Not anymore. The Trump administration is out to shrink the program by whatever means, now including administrative actions by the Centers for Medicare & Medicaid Services (CMS) that bypass action by Congress. Seema Verma, Trump's appointed head of CMS, did just that in Indiana during Michael Pence's governorship. She has recently released a 10-page memo detailing how states can apply for waivers that can rein in their Medicaid programs, even in states that expanded Medicaid since 2010 under the Affordable Care Act. Through these waivers, states can exclude able-bodied adults from coverage unless they are working at least 20 hours per week. Children and disabled people are excluded from the work requirement. Ongoing reports will be required documenting that Medicaid recipients are working. If they fail to comply with these requirements, they can be locked out of coverage entirely.
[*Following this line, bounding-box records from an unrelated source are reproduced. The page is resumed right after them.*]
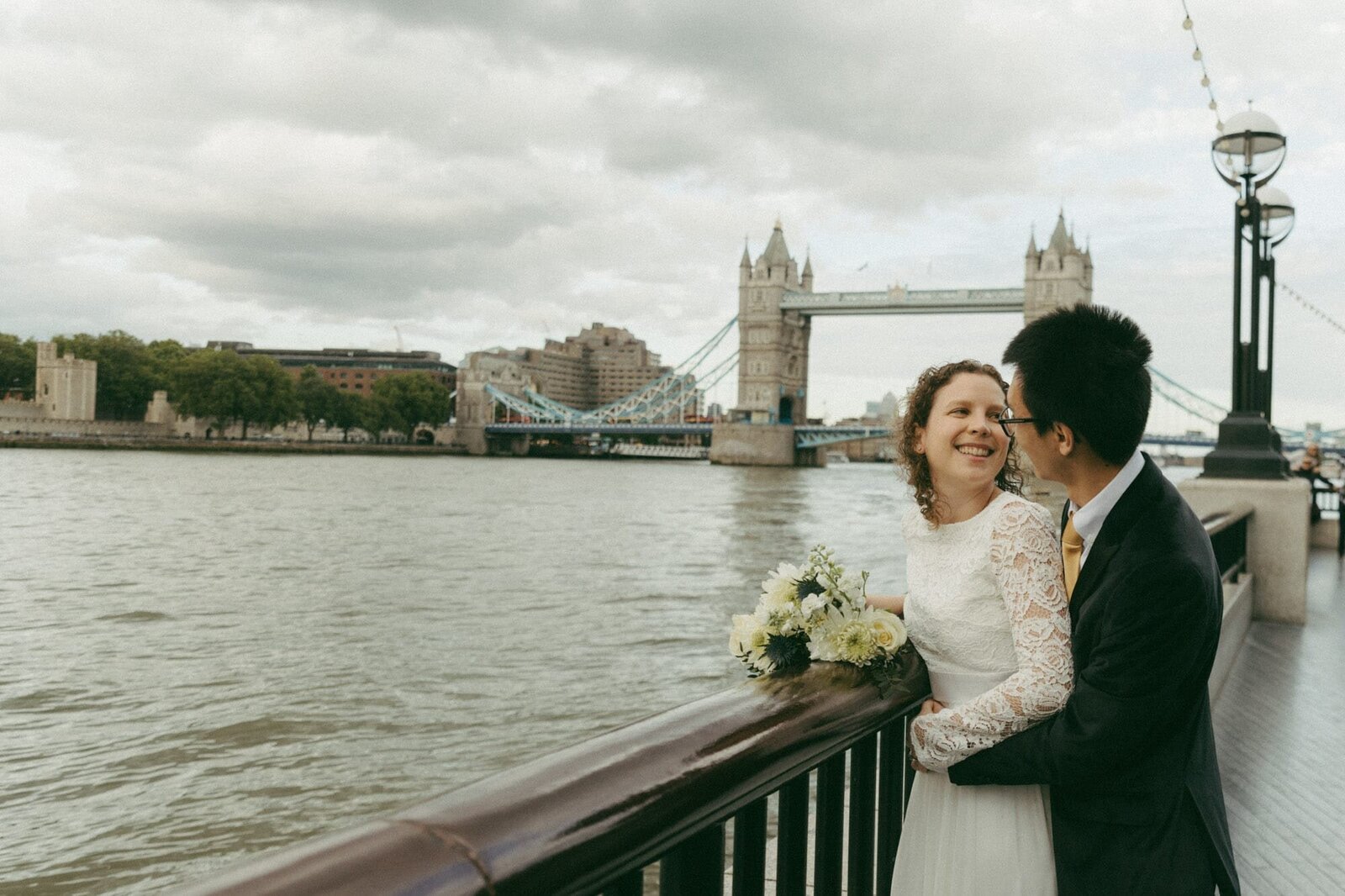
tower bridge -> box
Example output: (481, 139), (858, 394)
(710, 211), (1094, 466)
(459, 213), (1312, 466)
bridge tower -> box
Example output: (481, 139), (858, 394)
(1022, 210), (1092, 324)
(731, 220), (812, 424)
(710, 219), (825, 466)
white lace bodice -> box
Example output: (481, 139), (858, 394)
(901, 493), (1074, 771)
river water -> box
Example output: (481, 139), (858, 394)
(0, 450), (910, 894)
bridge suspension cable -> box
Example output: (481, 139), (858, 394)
(1148, 366), (1228, 425)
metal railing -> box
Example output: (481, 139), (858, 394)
(179, 504), (1253, 896)
(180, 655), (928, 896)
(1200, 504), (1253, 582)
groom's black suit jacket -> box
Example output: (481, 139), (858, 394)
(950, 456), (1239, 896)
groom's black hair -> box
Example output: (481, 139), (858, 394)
(1004, 305), (1154, 466)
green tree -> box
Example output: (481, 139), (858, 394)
(327, 389), (365, 441)
(0, 332), (38, 398)
(145, 339), (191, 398)
(359, 389), (405, 443)
(52, 329), (156, 419)
(372, 372), (453, 443)
(175, 350), (298, 439)
(294, 365), (340, 441)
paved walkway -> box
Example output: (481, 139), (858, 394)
(1215, 549), (1345, 896)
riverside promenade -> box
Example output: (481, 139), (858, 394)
(1213, 547), (1345, 896)
(175, 505), (1345, 896)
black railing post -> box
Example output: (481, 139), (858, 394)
(775, 772), (809, 896)
(878, 719), (906, 893)
(733, 797), (765, 896)
(812, 752), (845, 896)
(846, 735), (878, 896)
(659, 824), (724, 896)
(603, 867), (644, 896)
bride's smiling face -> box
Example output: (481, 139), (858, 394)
(916, 372), (1009, 490)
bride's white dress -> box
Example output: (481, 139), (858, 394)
(892, 493), (1073, 896)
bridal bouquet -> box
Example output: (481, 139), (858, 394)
(729, 545), (906, 697)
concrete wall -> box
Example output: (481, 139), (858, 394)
(710, 423), (795, 466)
(1177, 477), (1311, 625)
(0, 417), (177, 439)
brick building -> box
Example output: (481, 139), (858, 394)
(207, 342), (457, 394)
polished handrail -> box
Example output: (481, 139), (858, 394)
(180, 504), (1253, 896)
(1200, 502), (1256, 538)
(182, 654), (928, 896)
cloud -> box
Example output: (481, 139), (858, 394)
(0, 0), (1345, 419)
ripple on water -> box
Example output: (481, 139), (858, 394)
(0, 451), (903, 896)
(97, 609), (172, 621)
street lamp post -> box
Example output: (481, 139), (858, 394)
(1256, 187), (1294, 421)
(1204, 109), (1294, 479)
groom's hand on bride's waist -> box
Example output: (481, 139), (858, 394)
(916, 699), (947, 717)
(910, 699), (946, 771)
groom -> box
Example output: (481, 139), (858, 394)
(948, 305), (1239, 896)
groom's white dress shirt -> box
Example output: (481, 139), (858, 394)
(1069, 448), (1145, 569)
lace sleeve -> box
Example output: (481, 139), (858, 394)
(910, 500), (1074, 771)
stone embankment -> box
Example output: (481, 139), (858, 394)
(0, 433), (467, 455)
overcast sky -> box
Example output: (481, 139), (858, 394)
(0, 0), (1345, 426)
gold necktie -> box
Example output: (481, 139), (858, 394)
(1060, 514), (1084, 598)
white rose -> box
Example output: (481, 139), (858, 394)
(762, 562), (803, 607)
(799, 594), (827, 619)
(869, 611), (906, 656)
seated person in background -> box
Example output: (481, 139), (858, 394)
(1294, 441), (1336, 524)
(1294, 441), (1322, 479)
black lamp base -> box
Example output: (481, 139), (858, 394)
(1201, 410), (1289, 479)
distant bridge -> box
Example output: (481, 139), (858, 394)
(780, 287), (1024, 316)
(473, 313), (1345, 451)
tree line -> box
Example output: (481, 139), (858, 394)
(0, 329), (453, 441)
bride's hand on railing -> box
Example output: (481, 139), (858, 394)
(863, 594), (906, 616)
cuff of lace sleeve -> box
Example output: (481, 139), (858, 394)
(910, 716), (948, 772)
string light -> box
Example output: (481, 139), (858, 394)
(1275, 282), (1345, 340)
(1181, 0), (1224, 133)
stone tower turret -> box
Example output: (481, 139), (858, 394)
(733, 220), (812, 424)
(1022, 210), (1092, 323)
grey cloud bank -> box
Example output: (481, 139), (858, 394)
(0, 0), (1345, 425)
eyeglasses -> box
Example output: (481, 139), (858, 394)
(1000, 409), (1037, 439)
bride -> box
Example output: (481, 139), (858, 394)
(869, 361), (1073, 896)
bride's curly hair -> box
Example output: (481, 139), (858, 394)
(897, 359), (1022, 526)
These new reporting requirements will greatly increase the bureaucracy involving Medicaid.
Kentucky is the first state to receive this federal waiver. It had expanded Medicaid under the ACA and now covers more than two million people. Its waiver allows it to require Medicaid recipients to work at least 20 hours per week, and to impose monthly premiums. Some people may be locked out of coverage if they fail to pay these premiums. Nine other states are lining up to request similar waivers. Waivers can also allow states to require additional eligibility redeterminations, to eliminate retroactive eligibility, and to establish lifetime limits for coverage, such as three to five years.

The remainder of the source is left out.